Morlaye Fory, triste fin pour le premier gardien de but de Guinée

Comme toute créature ayant marqué son passage ici bas sous le ciel, le premier gardien de but de l’équipe nationale de Guinée a répondu à l’appel du Créateur. Camara Morlaye Fory s’en est allé le mardi 14 août à Conakry. Il laisse dans le deuil une République de Guinée fière du service qu’il lui a rendu en tant que footballeur, mais qui tarde encore à mettre en place un canevas convenable dans lequel ses célèbres serviteurs pourront passer leurs derniers jours sur terre avant de s’en aller pour l’éternité.

Morlaye Fory débute dans sa ville natale de Kindia comme apprenti mécanicien avant de faire ses premiers pas de gardien de but au sein de l’Association sportive de Kindia (ASK) en 1943. Entre 1956 et 1957, il est recruté par un club dénommé SSG basé à Conakry. Morlaye Fory y passe deux ans puis rentre à Kindia.

A l’indépendance en 1958, les nouveaux dirigeants mettent en place l’ossature de la toute première équipe nationale de football de Guinée.

« Je fus le premier à être convoqué », témoigne Morlaye Fory – assis sur une chaise en plastique bon marché – lors de l’unique interview accordée à notre ancien collaborateur Marc Sarah travaillant actuellement pour la banque Ecobank. (Cf : Le Populaire n°169 du 27 mai 2009).

Le Syli national est constitué quelques années plus tard après plusieurs stages en Hongrie, Tchécoslovaquie et Allemagne de l’Est.

Le kindianais entre dans l’histoire du football par la grande porte. A l’appel du devoir, il fait aussi équipe avec d’autres joueurs du Syli dans le légendaire Hafia FC.

Au Populaire, il parle de son passé avec fierté. Il redit avec insistance que ses «camarades» et lui ont consacré « les trois quarts de (leur) vie à jouer au football » pour « l’honneur de la nation et la défense des couleurs de notre pays ». A l’époque, la Guinée a brillé sur le plan continental par sa politique sportive portée par le vent du panafricanisme qui soufflait depuis Conakry sur l’Afrique de l’Ouest.

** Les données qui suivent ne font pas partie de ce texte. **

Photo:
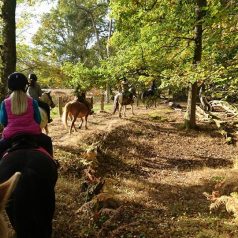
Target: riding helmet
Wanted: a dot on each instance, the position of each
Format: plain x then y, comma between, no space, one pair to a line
32,77
17,81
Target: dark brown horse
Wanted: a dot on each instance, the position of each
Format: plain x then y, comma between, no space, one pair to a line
75,109
124,99
6,190
31,205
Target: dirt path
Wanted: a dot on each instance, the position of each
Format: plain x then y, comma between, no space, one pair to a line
154,171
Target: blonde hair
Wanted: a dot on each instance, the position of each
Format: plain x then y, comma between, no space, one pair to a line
18,102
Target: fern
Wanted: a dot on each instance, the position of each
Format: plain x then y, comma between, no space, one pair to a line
230,202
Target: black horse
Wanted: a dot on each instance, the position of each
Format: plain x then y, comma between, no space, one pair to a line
31,206
150,96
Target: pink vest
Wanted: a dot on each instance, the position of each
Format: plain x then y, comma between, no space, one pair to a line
20,124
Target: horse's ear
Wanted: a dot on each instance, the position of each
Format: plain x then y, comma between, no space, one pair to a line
6,189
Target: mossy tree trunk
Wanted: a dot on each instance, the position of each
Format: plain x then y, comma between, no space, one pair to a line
190,118
8,49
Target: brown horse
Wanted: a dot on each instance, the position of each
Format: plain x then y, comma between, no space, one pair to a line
46,98
76,109
123,99
6,189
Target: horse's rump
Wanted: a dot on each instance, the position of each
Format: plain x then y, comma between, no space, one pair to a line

A la chute du régime Sékou Touré en 1984, le pays passe de l’économie de type socio-communiste au libéralisme pur. L’avènement de l’économie du marché fait s’opérer un changement à l’électrochoc.

Le Syli devient le Franc guinéen. L’Etat se désengage de la gestion de plusieurs entreprises. Le vent de la privatisation fouette la plupart des équipes sportives et des orchestres jadis nourris et choyés par l’Etat. Sportifs et artistes de tous rangs connaissent une longue traversée de désert. Les rares revenus pour certains et la pension de retraite pour d’autres ne suffisent plus à faire bouillir la marmite une fois par jour. La « situation » de celui qui fut avec Joe Louis et Yoro Diarra les premiers à composer l’équipe du Syli national « n’est pas enviable » non plus.

Par l’entremise du ministre Jean Kolipé Lamah et d’autres le président Lansana Conté accorde au premier gardien de but de l’équipe nationale de football de Guinée un logement de fonctionnaire à la cité de Coronthie près du gouvernorat en centre-ville de Conakry.

Malgré cela, Morlaye Fory vit « difficilement » ses derniers jours. Comme d’autres anciennes gloires sous le régime défunt, l’enfant de Kindia n’a pas le « minimum vital ». Il éprouve même la « honte » de recevoir chez lui en famille ses homologues des autres pays d’Afrique de passage à Conakry, jouissant quant à eux d’une retraite exemplaire et d’un traitement spécial pour service rendu à la patrie qui les place au rang des personnalités devant mener une vie enviable afin d’encourager l’excellence chez les autres citoyens et par dessus-tout symboliser l’expression de la reconnaissance de toute la nation à un de ses valeureux fils.

C’est dans cet état d’esprit que Morlaye Fory passe de longues années à trainer son pied droit entamé par les séquelles laissées par la branche d’un arbre qui lui est tombée dessus.